DBIx::Class already manages its connections for you, and therefore it cannot benefit from Apache::DBI under any scenario. It makes one connection per-process, and keeps that connection persistent, reconnecting only if the connection appears to have died, or if you fork/thread over to another process/thread-id. The only Apache::DBI issue in DBIx::Class is that Apache::DBI will actually thwart DBIx::Class's connection management code, and cause it to use the same (and invalid) connection in a new process, in cases such as (as mentioned above) if you make a DBI connection before forking in a prefork mod_perl server.

Resources

The current connectivity code is part of the API. The API, in turn, is inside of the lib directory of the WormBase mercurial repository:

http://bitbucket.org/tharris/wormbase/src/tip/lib/WormBase/API/Service/

Currently, each database is a "Service". When the API is instantiated, connections are made to each required service. Database handles are cached. When a database handle is needed, the service first checks to see if it is live, if not it refreshes the connection. This would probably be the ideal location to implement failover -- check the current connection, if dead, try a different database server.

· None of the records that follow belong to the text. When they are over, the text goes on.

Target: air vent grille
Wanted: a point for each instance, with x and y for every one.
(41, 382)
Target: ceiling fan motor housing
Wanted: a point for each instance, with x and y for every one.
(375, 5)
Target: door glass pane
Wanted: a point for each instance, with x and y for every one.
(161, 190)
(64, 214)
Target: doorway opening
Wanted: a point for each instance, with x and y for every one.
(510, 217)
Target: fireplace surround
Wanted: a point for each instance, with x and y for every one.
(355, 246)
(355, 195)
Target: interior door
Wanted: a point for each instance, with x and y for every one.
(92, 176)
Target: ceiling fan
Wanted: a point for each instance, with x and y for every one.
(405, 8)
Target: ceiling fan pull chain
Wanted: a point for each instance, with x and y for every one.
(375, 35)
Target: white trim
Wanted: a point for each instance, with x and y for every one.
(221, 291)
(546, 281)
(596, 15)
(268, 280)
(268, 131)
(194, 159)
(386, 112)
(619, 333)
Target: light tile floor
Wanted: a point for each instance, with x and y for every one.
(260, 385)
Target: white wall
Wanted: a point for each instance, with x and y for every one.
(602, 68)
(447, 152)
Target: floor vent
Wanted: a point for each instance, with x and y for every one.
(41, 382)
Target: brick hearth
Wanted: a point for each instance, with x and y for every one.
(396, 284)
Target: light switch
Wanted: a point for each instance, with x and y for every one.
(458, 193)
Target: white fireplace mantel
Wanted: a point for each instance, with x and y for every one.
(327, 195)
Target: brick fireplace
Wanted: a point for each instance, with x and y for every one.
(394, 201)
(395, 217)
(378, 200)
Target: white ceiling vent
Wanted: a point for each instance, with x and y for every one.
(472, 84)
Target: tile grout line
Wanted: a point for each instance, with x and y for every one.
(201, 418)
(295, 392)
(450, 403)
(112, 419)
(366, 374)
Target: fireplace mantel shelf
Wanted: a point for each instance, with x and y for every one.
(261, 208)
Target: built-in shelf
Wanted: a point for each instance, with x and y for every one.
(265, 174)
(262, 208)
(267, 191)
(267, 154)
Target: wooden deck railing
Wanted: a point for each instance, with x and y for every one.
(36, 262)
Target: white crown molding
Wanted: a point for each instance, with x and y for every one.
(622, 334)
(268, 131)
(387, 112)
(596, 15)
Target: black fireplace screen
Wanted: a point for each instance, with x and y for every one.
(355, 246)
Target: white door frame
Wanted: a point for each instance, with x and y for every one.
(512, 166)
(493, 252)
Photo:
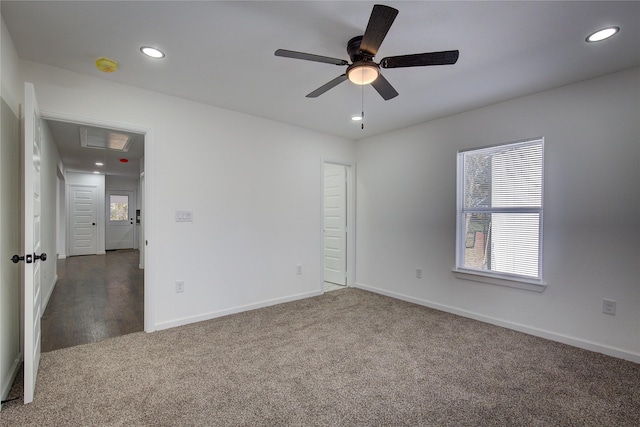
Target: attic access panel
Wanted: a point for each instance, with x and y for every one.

http://bitbucket.org/tharris/wormbase/src/9009075c4c5a/lib/WormBase/API/Role/Service/gff.pm


  around 'dbh' => sub {
    my $orig = shift;
    my $self = shift;
    
    my $species = $self->species;
    
    # Do we already have a dbh? HOW TO TEST THIS WITH HASH REF?
    if ($self->has_dbh) {
	$self->log->debug("     gff-dbh for $species exists and is alive!");
	return $self->$orig;
    } else {
	$self->log->debug("     gff-dbh for $species doesn't exist yet; trying to connect");
	my $dbh = $self->connect($species);
    }
 };


Note also that these Services use Moose "Roles" to define shared methods and variables like connect().

Here's the acedb service:

http://bitbucket.org/tharris/wormbase/src/tip/lib/WormBase/API/Service/acedb.pm

The acedb service "consumes" the generic Service role:

http://bitbucket.org/tharris/wormbase/src/9009075c4c5a/lib/WormBase/API/Role/Service.pm

This nomenclature and structure is a bit confusing and probably needs to be streamlined/refined!!